387745_2810031378248_812161715_n„Wenn es sich so kräuselt, wäääääääh!“. Das kleine Grüppchen Männer und Frauen verhandelt gerade die „haarigen Geschöpfe“, wie meine liebe Freundin Melanie das männliche Geschlecht zu nennen pflegt. Haare auf der Brust – da scheiden sich die Geister. Für die Beine besitzen Radfahrer eine Ausnahmebewilligung, und unter den Achseln – also bitte! Pelz ist in der Neuzeit nicht nur bei Peta verpönt, und ja, es geht jetzt auch den Herren ans Fell. Die letzte Tabuzone ist gefallen. Haare auf den Zähnen werden nicht toleriert, in der Suppe ebenfalls nicht, und frei von Hemmungen richtet sich der kritische Blick auch auf jene Körperstelle, wo manche beim männlichen Geschlecht den Denkapparat wähnen. Von Grundsatzdebatten verschont wird in diesem Gespräch einzig die Frisur auf den Köpfen. Obschon es da weitaus mehr Gesprächsstoff gäbe.

„Gott, wie banal“, höre ich einige von euch stöhnen. Nicht unbedingt. Frühkindliche Traumata nach der Lektüre des „Struwwelpeters“ lassen das Volk zu den Frisören strömen, was selbigen Haare ins Lavabo und Geld in die Kasse spült. Wer sich im Schweisse seines Angesichts den Sommerlook schneiden liess, kann das Erlittene vermittels Extensions binnen zwei Stunden wieder rückgängig machen. Die Herren unterstützen die Pharmaindustrie mit dem Kauf ominöser Wässerchen, zumeist erfolglos gegen das schwindene Deckhaar. Haariges Ungemach drohte auch im Mittelalter: Da wurden die Schäfchen zur Strafe und Demütigung am Kopf geschoren – und auch heute noch nimmt man in den Gefängnissen gewisser Staaten den eingebuchteten Damen die wallenden Locken ab, um es an westliche Frauen mit ungewollt kurzem Pagenschnitt weiterzureichen. Auch René Kuhn, der grosse Frauenversteher, weiss etwas zum Thema beizutragen: Er rügte die Damen der Linken kurzum kollektiv als verfilzte Vogelscheuchen. Seither habe ich schon viele linke Damen gemustert, um den Unterschied zwischen ihren und den Haaren politisch rechts orientierter Zeitgenossinnen zu eruieren. Bislang ohne nennenswerten Erfolg. Das einzige zerzauste Exemplar bin ich selbst, aber das wird morgen geändert, im Fall.
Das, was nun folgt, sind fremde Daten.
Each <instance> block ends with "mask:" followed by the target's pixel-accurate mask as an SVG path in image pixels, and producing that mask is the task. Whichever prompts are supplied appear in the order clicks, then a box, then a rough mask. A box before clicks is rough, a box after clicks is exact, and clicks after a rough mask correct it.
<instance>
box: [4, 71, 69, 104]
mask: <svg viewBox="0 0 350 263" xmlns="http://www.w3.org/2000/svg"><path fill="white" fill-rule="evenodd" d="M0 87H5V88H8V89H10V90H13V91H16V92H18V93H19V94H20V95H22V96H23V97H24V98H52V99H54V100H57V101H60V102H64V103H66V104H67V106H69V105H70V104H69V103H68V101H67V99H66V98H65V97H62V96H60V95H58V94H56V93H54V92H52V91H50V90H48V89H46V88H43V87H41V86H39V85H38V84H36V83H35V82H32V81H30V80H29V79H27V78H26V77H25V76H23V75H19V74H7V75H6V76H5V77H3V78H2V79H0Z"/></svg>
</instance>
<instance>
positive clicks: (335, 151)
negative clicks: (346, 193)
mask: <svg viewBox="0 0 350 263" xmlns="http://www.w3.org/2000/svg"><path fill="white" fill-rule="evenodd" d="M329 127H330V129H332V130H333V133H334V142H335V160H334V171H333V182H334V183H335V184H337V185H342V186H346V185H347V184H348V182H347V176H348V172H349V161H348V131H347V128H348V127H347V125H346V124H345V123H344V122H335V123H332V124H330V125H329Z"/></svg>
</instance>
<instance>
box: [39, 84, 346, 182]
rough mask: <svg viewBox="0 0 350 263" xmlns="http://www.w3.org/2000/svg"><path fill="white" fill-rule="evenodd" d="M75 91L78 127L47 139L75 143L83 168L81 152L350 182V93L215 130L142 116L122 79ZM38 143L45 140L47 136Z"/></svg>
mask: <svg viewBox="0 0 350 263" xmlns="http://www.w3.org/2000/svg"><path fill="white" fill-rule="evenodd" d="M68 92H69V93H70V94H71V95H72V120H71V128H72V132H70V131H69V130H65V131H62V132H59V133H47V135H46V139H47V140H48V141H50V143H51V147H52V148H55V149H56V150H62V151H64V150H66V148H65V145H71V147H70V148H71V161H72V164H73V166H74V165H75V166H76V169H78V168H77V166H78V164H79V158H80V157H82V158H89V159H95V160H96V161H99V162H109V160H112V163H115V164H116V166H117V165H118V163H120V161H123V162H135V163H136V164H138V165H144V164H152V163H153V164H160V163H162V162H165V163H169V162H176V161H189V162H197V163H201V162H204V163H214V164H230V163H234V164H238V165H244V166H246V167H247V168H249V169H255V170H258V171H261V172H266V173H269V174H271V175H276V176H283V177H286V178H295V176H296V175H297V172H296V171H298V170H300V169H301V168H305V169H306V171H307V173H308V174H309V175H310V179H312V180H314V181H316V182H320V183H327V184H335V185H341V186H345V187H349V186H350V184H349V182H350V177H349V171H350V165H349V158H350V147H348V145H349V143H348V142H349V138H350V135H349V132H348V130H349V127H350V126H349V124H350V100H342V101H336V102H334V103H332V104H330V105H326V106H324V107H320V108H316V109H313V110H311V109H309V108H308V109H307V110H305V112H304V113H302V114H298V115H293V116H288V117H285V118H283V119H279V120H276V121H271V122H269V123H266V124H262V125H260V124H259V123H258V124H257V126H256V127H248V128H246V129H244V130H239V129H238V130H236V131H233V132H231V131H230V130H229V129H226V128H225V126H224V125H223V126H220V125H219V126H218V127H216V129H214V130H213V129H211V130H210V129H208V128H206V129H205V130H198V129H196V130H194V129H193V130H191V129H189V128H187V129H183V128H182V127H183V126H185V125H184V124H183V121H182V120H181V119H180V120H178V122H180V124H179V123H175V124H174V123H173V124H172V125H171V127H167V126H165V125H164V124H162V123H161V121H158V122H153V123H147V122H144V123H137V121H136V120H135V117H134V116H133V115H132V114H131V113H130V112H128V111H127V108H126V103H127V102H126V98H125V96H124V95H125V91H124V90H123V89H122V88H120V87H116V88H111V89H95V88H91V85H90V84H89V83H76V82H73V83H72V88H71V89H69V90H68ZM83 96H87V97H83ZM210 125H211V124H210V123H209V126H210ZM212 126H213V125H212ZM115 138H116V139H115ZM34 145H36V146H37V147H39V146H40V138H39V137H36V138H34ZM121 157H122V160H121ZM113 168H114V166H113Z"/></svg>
„Er hat eine Frisur wie Dachziegel – so aufeinander geschichtet“. Meine liebe Freundin Anna hat einen Neuen. Ich weiss nicht, welche Botschaft eine Ziegelfrisur transportiert, ausser vielleicht „Ich hab keinen Dachschaden“?. Grundsätzlich aber sind Frisuren ein Statement, sei’s mit kahlgeschorener Glatze oder Rastas. Ich erinnere mich an das Entsetzen meiner Eltern, als ich Marco mit den blauen Haaren nach Hause brachte. Heute ist die Gefahr provokanter Haarpracht weitgehend gebannt. Vielmehr liest sich die Standardbotschaft von Menschen über 35 mehrheitlich als: „Ich bin ganz brav“ – warum man so freiwillig auf einen kecken Look verzichtet, bleibt mir verborgen. Seriös ist doch nicht gleich langweilig? Anders der Sänger jener hippen Band am Wipkinger Open-Air. Er trug sie seitlich geschoren, oben spiralförmig zu einer Art überdimensionaler Muschel geformt. Sein Kopf wippte im Takt des Beats, und die Muschel wippte mit. Ich war fasziniert. Wenn wir schon bei „hip“ sind: Die ganz Coolen tragen ja jetzt Turnbeutel auf dem Rücken, so wie wir früher zur Primarschulzeit. Ich hab neulich einen gefragt, was er eigentlich da drin hat – Znünibrot, Apfel und Banane? „Bier und einen Pulli“, liess er mich wissen. Das war am Züri-Fäscht, aber die tragen diese Beutel ja auch in den Clubs, wo Bier nicht erlaubt ist und es keinen Pulli braucht. Ich vermute, sie stopfen Styropor rein, damit es so aussieht als ob. Apropos Züri-Fäscht: Dicht gedrängt standen wir in der tanzenden Menge bei der Vogelvolière, Schulter an Schulter mit anderen schrägen Vögeln. Und wie wir uns da so aneinander quetschen, meint meine Freundin Leila  „Stell dir mal vor, die hätten alle Afro-Frisuren – dann würden wir ja oben gar nicht mehr raus sehen“.